Muslims begin the first day of rites at Islam's holiest site as the Hajj pilgrimage reaches attendance numbers nearing pre-pandemic years.
One million pilgrims from across the globe have amassed in Saudi Arabia's Mecca to perform the initial rites of the Hajj, marking the largest Islamic pilgrimage since the coronavirus pandemic upended the annual event.
At the centre of the Grand Mosque's courtyard on Thursday, thousands of pilgrims circled the Kaaba.
A key pillar of Islam, Hajj is a once-in-a-lifetime duty for all Muslims physically and financially able to make the journey, which takes the faithful along a path traversed by the Prophet Muhammad some 1,400 years ago.
Pilgrims spend five days carrying out a set of rituals intended to bring them closer to God.
That includes praying around the cube-shaped Kaaba, the holiest shrine in Islam believed to have been constructed by Prophet Abraham.
The crowds, visibly thinner than usual, moved counter-clockwise around the granite building, all tilting toward the structure meant to symbolise the oneness of God in Islam. Wherever they are in the world, observant Muslims face the Kaaba to conduct their five daily prayers.
This year, Hajj is open to just 1 million foreign and domestic pilgrims who have been fully vaccinated against the coronavirus, tested negative for Covid-19 and are between 18 and 65 years old. Authorities estimate 85 percent have arrived from abroad.

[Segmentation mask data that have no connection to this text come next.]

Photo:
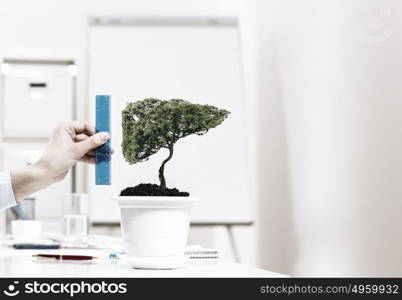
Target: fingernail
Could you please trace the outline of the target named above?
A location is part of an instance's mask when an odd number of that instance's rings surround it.
[[[107,141],[109,139],[109,134],[107,132],[101,132],[100,138],[102,141]]]

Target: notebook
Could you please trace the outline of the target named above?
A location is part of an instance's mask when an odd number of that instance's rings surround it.
[[[184,251],[184,255],[188,258],[192,259],[200,259],[200,258],[219,258],[219,253],[217,249],[208,249],[201,247],[200,245],[191,245],[187,246],[186,250]]]

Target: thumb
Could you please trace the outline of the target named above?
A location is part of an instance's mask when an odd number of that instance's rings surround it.
[[[80,157],[84,156],[85,153],[92,149],[102,146],[109,140],[109,134],[107,132],[98,132],[91,135],[89,138],[83,140],[82,142],[76,143],[76,149]]]

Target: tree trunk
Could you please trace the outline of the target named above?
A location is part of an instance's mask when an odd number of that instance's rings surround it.
[[[161,167],[159,168],[159,181],[160,181],[160,188],[166,189],[166,180],[165,175],[163,172],[165,171],[165,164],[172,158],[173,156],[173,147],[169,148],[169,156],[162,162]]]

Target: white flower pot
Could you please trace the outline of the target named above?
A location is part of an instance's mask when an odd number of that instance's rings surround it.
[[[176,269],[184,249],[194,197],[116,197],[128,260],[134,268]]]

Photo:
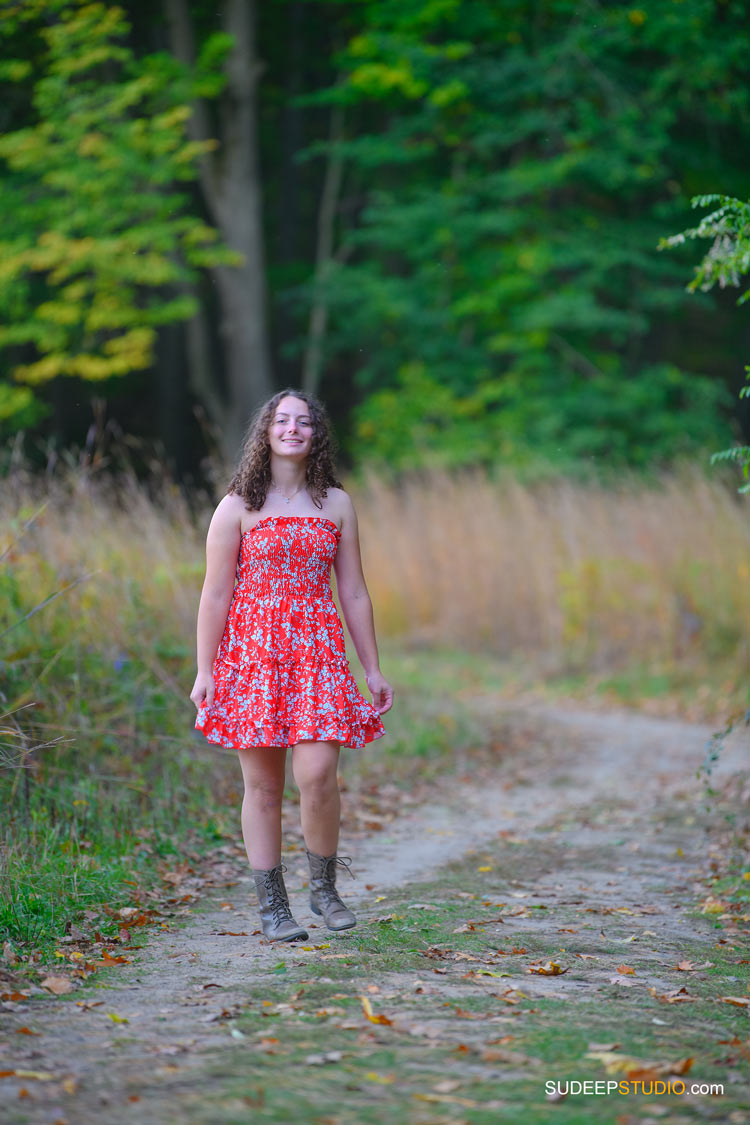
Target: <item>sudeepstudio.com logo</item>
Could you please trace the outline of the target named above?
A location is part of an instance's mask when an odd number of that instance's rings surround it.
[[[544,1083],[548,1098],[566,1098],[571,1095],[588,1094],[599,1097],[612,1097],[613,1094],[624,1096],[626,1094],[642,1094],[646,1097],[663,1098],[665,1094],[676,1094],[678,1097],[687,1095],[704,1095],[708,1097],[721,1097],[724,1085],[721,1082],[683,1082],[681,1078],[676,1081],[661,1078],[635,1079],[621,1078],[619,1081],[605,1079],[578,1079],[570,1078],[564,1082],[549,1080]]]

While this year’s attendance is far below the pre-pandemic number of 2.5 million pilgrims, it represents a significant step closer to normal after the kingdom restricted the event to a small number of Muslim residents for the past two years.
VIDEO: "It's like heaven".— AFP News Agency (@AFP) July 7, 2022
Muslim worshippers perform the "tawaf", the circumambulation of the Kaaba, on the first day of the biggest hajj pilgrimage since the Covid pandemic began. "As I saw the Kaaba, I felt like I was in heaven," says Egyptian pilgrim in Mecca pic.twitter.com/IjyPYGlsX7
Great equaliser and unifier
The Hajj in Islam is meant to be a great equaliser and unifier among Muslims. Pilgrims wear simple clothing: for men, it’s typical to wear a white draping garment, while women wear conservative dress and headscarves, forgoing makeup, nail polish and perfume to draw closer to God.

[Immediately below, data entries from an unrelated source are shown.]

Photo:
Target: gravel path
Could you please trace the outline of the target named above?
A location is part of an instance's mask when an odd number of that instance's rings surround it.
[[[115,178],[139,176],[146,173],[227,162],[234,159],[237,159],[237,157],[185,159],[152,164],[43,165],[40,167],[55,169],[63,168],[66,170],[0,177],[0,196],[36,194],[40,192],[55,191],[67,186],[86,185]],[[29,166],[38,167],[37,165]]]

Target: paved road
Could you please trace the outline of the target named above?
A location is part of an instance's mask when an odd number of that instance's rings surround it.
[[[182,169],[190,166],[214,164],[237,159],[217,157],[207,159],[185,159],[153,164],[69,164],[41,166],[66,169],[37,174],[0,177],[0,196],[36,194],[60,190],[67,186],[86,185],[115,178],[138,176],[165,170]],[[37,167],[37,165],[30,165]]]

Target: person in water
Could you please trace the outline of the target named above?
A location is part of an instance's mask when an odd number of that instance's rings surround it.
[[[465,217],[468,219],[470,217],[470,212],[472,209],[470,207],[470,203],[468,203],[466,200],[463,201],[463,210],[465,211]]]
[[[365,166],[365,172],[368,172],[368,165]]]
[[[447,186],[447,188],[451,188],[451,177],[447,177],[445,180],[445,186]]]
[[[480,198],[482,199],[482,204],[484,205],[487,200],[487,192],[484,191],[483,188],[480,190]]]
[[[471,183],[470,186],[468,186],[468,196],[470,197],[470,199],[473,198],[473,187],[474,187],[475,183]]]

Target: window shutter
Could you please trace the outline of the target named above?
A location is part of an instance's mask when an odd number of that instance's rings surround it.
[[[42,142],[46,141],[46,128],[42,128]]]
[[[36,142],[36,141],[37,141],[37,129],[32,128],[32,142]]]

With many more people applying to perform Hajj each year than the kingdom can accommodate, the Saudi government controls the flow of visitors through annual quotas based on each nation's Muslim population.
Although the pandemic is far from over, with hundreds new infections a day in the kingdom, the government is glad of the influx.
The event is a critical source of religious and political legitimacy for Saudi Arabia's rulers as well as an important source of tourism in the country.